Molecular rearrangements in homogeneous gas‐phase elimination reactions. Pyrolysis kinetics of alkyl methanesulphonates

The rates of elimination of several alkyl methanesulphonates were determined in a seasoned, static reaction vessel over the temperature range 300–420°C and the pressure range 28–163 Torr. The reactions are homogeneous, unimolecular and follow a first‐order rate law.

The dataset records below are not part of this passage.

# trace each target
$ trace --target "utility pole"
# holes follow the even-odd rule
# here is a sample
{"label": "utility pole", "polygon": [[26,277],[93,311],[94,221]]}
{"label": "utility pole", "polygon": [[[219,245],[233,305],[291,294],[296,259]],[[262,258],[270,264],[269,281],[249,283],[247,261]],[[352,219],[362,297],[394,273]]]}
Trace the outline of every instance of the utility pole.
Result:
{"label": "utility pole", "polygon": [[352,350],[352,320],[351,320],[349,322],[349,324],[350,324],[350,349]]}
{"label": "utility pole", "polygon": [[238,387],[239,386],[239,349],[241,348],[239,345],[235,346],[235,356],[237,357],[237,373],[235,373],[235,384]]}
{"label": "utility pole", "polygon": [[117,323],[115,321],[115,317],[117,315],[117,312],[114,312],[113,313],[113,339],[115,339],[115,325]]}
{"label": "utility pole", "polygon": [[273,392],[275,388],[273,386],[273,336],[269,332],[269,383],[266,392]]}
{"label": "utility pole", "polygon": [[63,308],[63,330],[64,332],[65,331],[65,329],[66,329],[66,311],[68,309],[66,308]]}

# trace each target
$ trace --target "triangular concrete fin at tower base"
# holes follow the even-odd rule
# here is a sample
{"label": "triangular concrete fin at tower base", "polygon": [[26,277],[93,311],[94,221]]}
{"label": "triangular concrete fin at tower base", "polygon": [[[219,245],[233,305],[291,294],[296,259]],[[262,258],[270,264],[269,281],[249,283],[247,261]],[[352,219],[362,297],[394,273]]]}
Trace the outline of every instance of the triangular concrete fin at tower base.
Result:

The overall rate coefficients are given by the following equations: for isobutyl methanesulphonate, log k 1 (s −1 ) = (12·51 ± 0·38) − (177·0 ± 2·1) kJ mol −1 (2·303 RT ) −1 ; for 2‐phenyl‐1‐propyl methanesulphonate, log k 1 (s −1 ) = (12·62 ± 0·04) − (176·2 ± 0·5) kJ mol −1 (2·303 RT ) −1 ; for neopentyl methane‐sulphonate, log k 1 (s −1 ) = (13·35 ± 0·42) − (198·2 ± 5·2) kJ mol −1 (2·303 RT ) −1 ; and for 3‐chloro‐2,2‐dimethyl‐1‐propyl methanesulphonate, log k 1 (s −1 ) = (13·87 ± 0·42) − (218·2 ± 5·4) kJ mol −1 (2·303 RT ) −1 . Rearrangements in these methanesulphonate pyrolyses may proceed via an intimate ion‐pair type of mechanism. Consequently, the results appear to confirm that intramolecular migration through autosolvation is possible in gas‐phase elimination reactions of certain types of organic molecules.